Dr. Gawande points out that anesthetic agents in operating rooms became widely used shortly after their discovery in the 1800s.  The problem – patients screaming in agony during surgery – was very visible.  In contrast, the use of antiseptic agents in operating rooms took decades to become standard practice, even though their use dramatically lowered post-operative death rates. The problem of infection was a big one but it happened after, not during, the surgery.  The issue of germs causing infections was not immediately “visible” to the surgeons of the day.

As presenters we have an invisibility problem.  We really don’t see if our presentation has made any impression on the audience. For most presentations we only get one opportunity to make an impact. So I think it makes sense to make the effort to ensure our idea/concept/proposal is understood.

2) How painful is it to implement the innovation?

Dr.
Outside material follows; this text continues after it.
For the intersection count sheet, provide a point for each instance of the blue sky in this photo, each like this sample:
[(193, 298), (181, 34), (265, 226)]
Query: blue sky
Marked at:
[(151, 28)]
Gawande further explains that anesthetic agents were of immediate benefit but obtaining the agent and constructing the inhaler was challenging. Use of early antiseptics was also challenging to implement. It involved a complex process, part of which was spraying carbolic acid onto the surgeon’s hands, which caused burning (literally a painful process to implement).  Both procedures were not easy to implement, so why did one become a standard of practise so much faster than the other?

Anesthetic agents made life better for patients and doctors; they changed surgery from a time-pressured sprint on a screaming patient to a calmer, thoughtful procedure.  Antiseptic technique was only of benefit to the patient and was actually painful for the doctor to implement.

We have to understand that it is going to take some effort (pain) to make sure our presentation makes an impact.  I guess it’s like the old saying “no pain no gain”.

We have to work at changing someone’s actions, opinion or point of view, we just can’t hope that it will happen. But when you do get that change, you have made an impact.  And isn’t that what presentations are all about?